As James Johnson Sweeney has remarked in his influential analysis: "Burri transforms rags into a metaphor for bleeding human flesh, breathes fresh life into the inanimate materials which he employs, making them live and bleed; then heals the wounds with the same evocative ability and the same sensibility with which he first inflicted them.  What for Cubists would have been reduced to the partial distillation of a painted composition... in Burri's hands becomes a living organism: flesh and blood... The picture is human flesh, the artist a surgeon" (James Johnson Sweeney, in: Exhibition Catalogue, Rome, L'Obelisco, Burri, 1955, n.p.).  In the present work, the sensitive play of molten shapes and blackened voids implore the viewer's eye to scan the surface of an eviscerated landscape, taking in the violence and pathos redolent in the dissipated layers of red and transparent plastic as subjects of the elemental destructivity of fire.  As a result, this work conforms to the edict of Informel art from the period, which stipulated that angst can be "expressed but not described" (Carolyn Christov-Bakargriev, 'Alberto Burri: The surface at Risk', in: Exhibition Catalogue, Rome, Palazzo delle Espozioni, Burri: 1915-1995 Retrospektive, 1997, p. 79).
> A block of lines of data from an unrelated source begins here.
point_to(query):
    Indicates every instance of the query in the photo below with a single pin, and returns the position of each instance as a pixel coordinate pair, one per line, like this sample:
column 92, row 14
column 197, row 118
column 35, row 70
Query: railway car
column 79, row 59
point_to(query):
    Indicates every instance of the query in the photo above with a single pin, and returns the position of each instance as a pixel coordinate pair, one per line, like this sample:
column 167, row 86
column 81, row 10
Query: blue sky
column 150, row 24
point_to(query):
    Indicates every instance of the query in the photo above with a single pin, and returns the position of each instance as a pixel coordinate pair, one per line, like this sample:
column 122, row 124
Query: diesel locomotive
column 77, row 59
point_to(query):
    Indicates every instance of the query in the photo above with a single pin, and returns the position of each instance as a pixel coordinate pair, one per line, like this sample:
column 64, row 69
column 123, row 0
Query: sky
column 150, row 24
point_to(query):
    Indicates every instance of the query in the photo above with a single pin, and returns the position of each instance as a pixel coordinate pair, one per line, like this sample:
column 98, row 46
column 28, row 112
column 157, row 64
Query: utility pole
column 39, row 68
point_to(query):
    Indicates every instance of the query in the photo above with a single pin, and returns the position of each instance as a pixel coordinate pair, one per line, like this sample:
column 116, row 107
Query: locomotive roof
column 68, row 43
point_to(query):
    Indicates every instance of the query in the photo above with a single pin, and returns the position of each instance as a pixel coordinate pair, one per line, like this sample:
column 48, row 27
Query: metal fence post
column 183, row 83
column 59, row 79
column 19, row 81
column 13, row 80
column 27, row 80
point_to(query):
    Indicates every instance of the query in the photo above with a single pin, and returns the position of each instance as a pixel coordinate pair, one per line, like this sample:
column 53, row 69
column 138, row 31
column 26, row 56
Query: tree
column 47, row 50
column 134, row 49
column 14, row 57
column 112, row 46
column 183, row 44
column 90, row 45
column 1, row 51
Herein, the vicissitudes of the artist's biography and political climate in Italy during the immediately post-war years, posit Burri's practice as a visceral response to the Second World War. Having served as a doctor before turning to art during a year imprisoned in an American POW camp, apparent biological and surgical comparisons are intriguing for their socio-biographical import. Redolent of a living and bleeding body, Burri's gaping apertures of molten plastic, scorched wood, and stitched burlap sacking form a cathartic repost to the psycho-social wound of a European collective-consciousness. As exquisitely articulated in the nuanced yet brutal topography of Rosso Plastica Burri alludes to an existential but living body, lacerated and tortured in the wake of war's atrocities, yet simultaneously opening up a new realm for the real, operating on the threshold between art and life.